= Moges Kebede =

Ethiopian essayist, author and editor

Moges Kebede (Amharic: ሞገስ ከበደ), sometimes credited as Moges Kebede Damte or Moges Damte, is an Ethiopian author, essayist, and editor. He is the publisher of Mestawet Ethiopian Newspaper, a monthly magazine for the Ethiopian immigrant community in the United States.

==Life==
Moges Kebede was born and raised in Addis Ababa, the capital of Ethiopia. After finishing high school, he worked as a freelance writer, contributing articles for private newspapers and magazines and writing plays for local theaters.

In the early 1990s Moges started writing for various citywide Addis Ababa publications.
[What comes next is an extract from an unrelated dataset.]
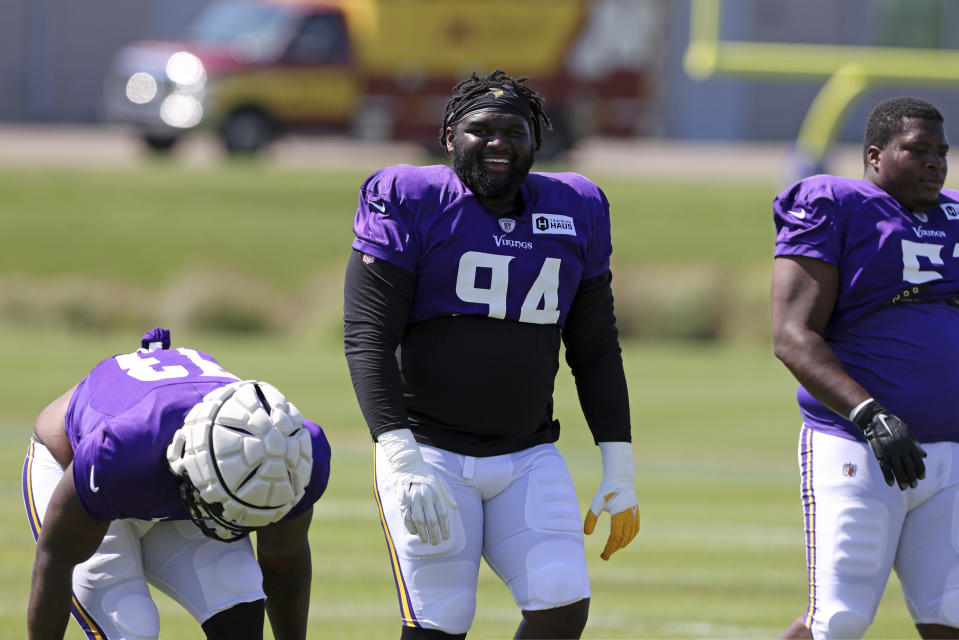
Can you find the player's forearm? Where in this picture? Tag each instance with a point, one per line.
(604, 399)
(51, 593)
(807, 355)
He also participated in the formation of the Ethiopian Free Press Journalists' Association or EFJA. In 1992, Moges published his first book, a crime novel titled Damotra, which he financed himself.

In April 1996, Moges immigrated to Minneapolis, Minnesota, where in April 2001 he established Mestawet Ethiopian Newspaper, the first monthly citywide Amharic language magazine with 150 copies. Though there had been past attempts to publish magazines geared toward the Ethiopian community in the Twin Cities, Mestawet was the first to achieve regular publication and become widely distributed to the area's estimated 15,000 or more immigrants from Ethiopia and Eritrea.

Beginning in 2004, Mestawet expanded its distribution throughout the U.S., reaching readers in Los Angeles, Seattle, Washington, D.C., Dallas, Denver, Atlanta, Columbus, and Portland.

By April 2005, Mestawet’s circulation had increased to 8,000 copies.